The Skarthi Stone (Skardesten), also known as Hedeby 3 or DR 3 for its Rundata catalog number, was found in 1857 at Danevirke. It was raised in about 982. This granite runestone is currently displayed at the Hedeby Viking Museum.

The reference in the inscription to King Sveinn is believed to refer to Sweyn Forkbeard (Old Norse Sveinn Tjúguskegg), and "the west" to a campaign in England. The king commissioned the stone in honor of Skarði, who had the title heimþega or heimþegi (pl. heimþegar), meaning "home-receiver" (i.e., one who is given a house by another). A total of six runestones in Denmark refer to a person with this title, the others being DR 1, DR 154, DR 155, DR 296, and DR 297. The use of the term in the inscriptions suggest a strong similarity between heimþegar and the Old Norse term húskarl (literally, "house man"), or housecarl. Like housecarls, heimþegar are in the service of a king or lord, of whom they receive gifts (here, homes) for their service.

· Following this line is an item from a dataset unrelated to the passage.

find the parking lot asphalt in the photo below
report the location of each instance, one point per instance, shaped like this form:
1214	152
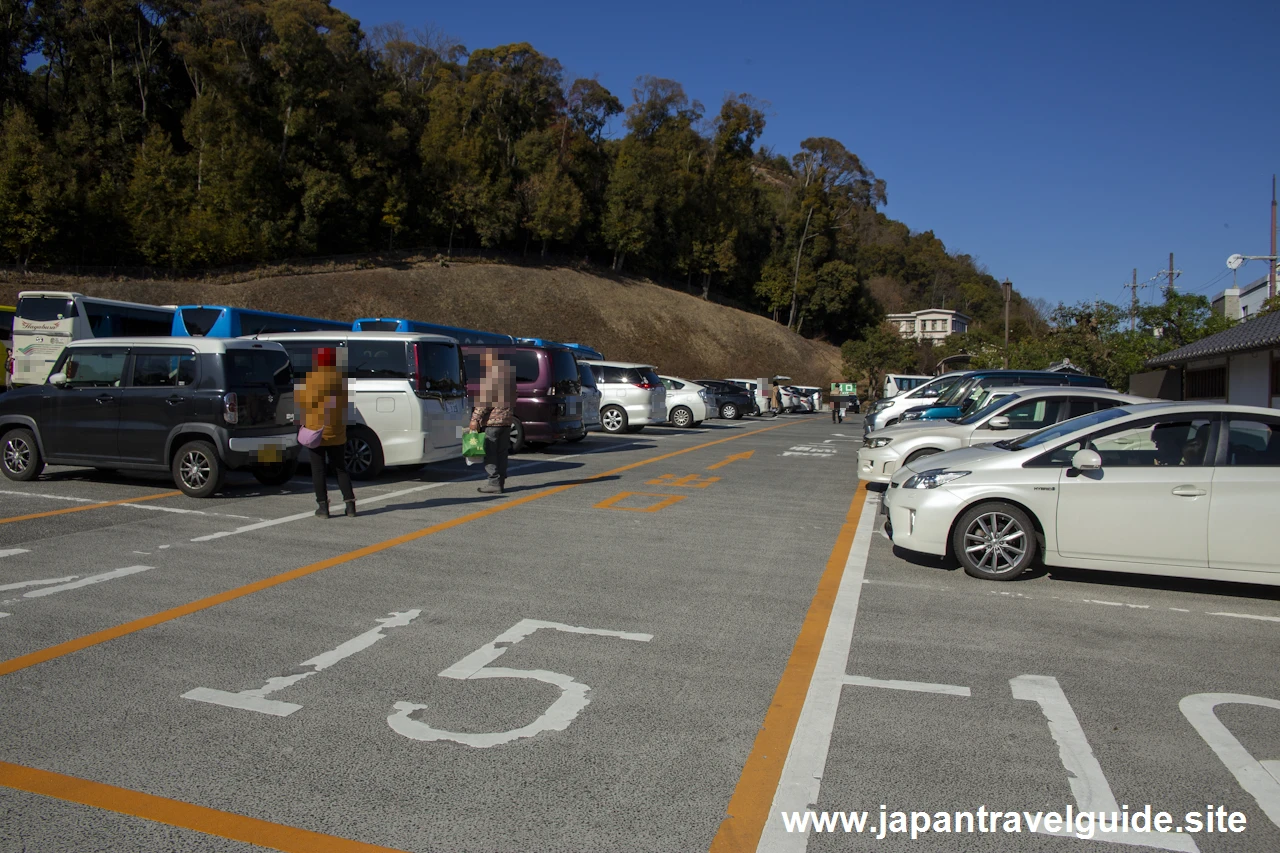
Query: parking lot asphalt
653	642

Some, like Johannes Brøndsted, have interpreted heimþegi as being nothing more than a local Danish variant of húskarl.

=== Translations ===

King Sveinn raised this stone in memory of his housecarl, Skardi, who had roamed the west but now has met death at Hedeby.
— Johannes Brøndsted, 1960

King Sven erected this stone in memory of Skarthi, his loyal follower, who had been in the West but then met his death near Haithabu.
— Martina Sprague, 2007

King Sveinn placed the stone in memory of Skarði, his retainer, who travelled [sic] to the west, but who then died at Hedeby.